Polaris has some odd properties for a Cepheid. For one thing, the amplitude of variability is rather low. A century ago, Polaris varied by a little more than a 10%, a rather modest amplitude for a Cepheid. But since then the amplitude has decreased to less than 5%. Reportedly, the amplitude is increasing again. If so, this would make Polaris unique, because a reversal toward increasing amplitude has not been seen in any other Cepheid. And for decades the four-day period of Polaris has been decreasing by 4.5 seconds per year. Some astronomers think that this data is attributed to evolution of Polaris, but they can’t agree on how to interpret this. Modern measurements of Polaris’ brightness are 250% brighter than that recorded by Ptolemy 19 centuries ago. Such a change in brightness on such a short timescale isn’t possible according to stellar evolution models.
It is into this thicket that two astronomers recently waded. They discussed the history of our understanding of Polaris and the implications of models applied to it. Part of the constraint on the models comes from Polaris being part of trinary star system. In 1779, William Herschel discovered that Polaris is a visual binary, with a second star, Polaris B, in a wide orbit around the brighter star, Polaris A. Then in 1929 astronomers discovered that Polaris A is a spectroscopic binary, where the two stars are not visible individually, but the periodic Doppler shift in the spectrum reveals the presence of the second star. The Cepheid variable dominates the light of this system, so when we speak of Polaris, we mean this star (Polaris Aa), the brightest member of this three-star system (the close companion of Polaris Aa is Polaris Ab).

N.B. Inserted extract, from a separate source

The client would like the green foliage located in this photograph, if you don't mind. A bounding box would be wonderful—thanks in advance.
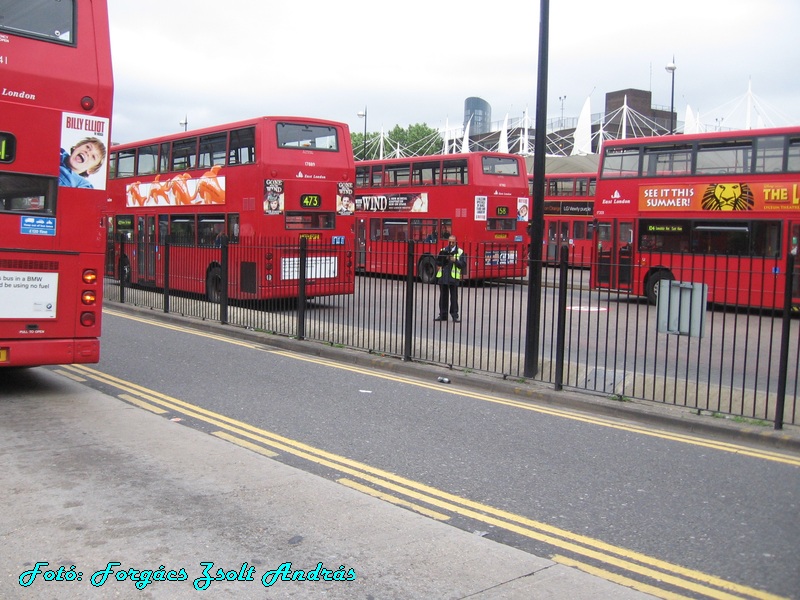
[351,123,443,160]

It is possible with binary stars to find the masses of the stars involved, but there is some ambiguity. As for the closely orbiting pair, the ambiguity comes from not knowing the orbital inclination (the angle that the orbital plane makes with the plane of the sky). The ambiguity in the mass of Polaris Aa largely comes from supposed uncertainty in the distance. The direct measurement of the distance gives a different mass from the mass predicted from stellar evolution models, hence the reason for the closer distance. Furthermore, the stellar evolution models produce ages for the stars that don’t seem to match. Polaris B turns out to be significantly older than Polaris A, but binary stars are supposed to be the same age. The authors of the paper had a solution to this problem: perhaps Polaris Aa originally was an even closer binary star that merged into a single star sometime in the past. They admit that this is highly improbable, but they saw no other solution.
It’s been said in cosmology that one should never let data get in the way of a good model.
Or did they? Here is a wonderful quote from their paper: “On the other hand, perhaps our models are just wrong.” I agree. It’s been said in cosmology that one should never let data get in the way of a good model. It seems that that attitude is slipping more and more into astronomy. As an observational astronomer, I’ve always thought that what we observe takes precedent over the theoretical. Earlier I mentioned that Polaris A is too bright for Gaia to get a good parallax. However, Polaris B is not too bright, and so Gaia has measured its parallax and hence its distance. That distance is 445 light years, consistent with the 433 light years that HIPPARCOS had obtained. Considering that Gaia has ten times the precision of HIPPARCOS, that amounts to confirmation of the earlier determined distance. When in doubt, go with the data, not the theoretical expectations. This conundrum about Polaris probably indicates that the evolutionary models used to interpret Polaris (and, by extension, many other stars) are wrong.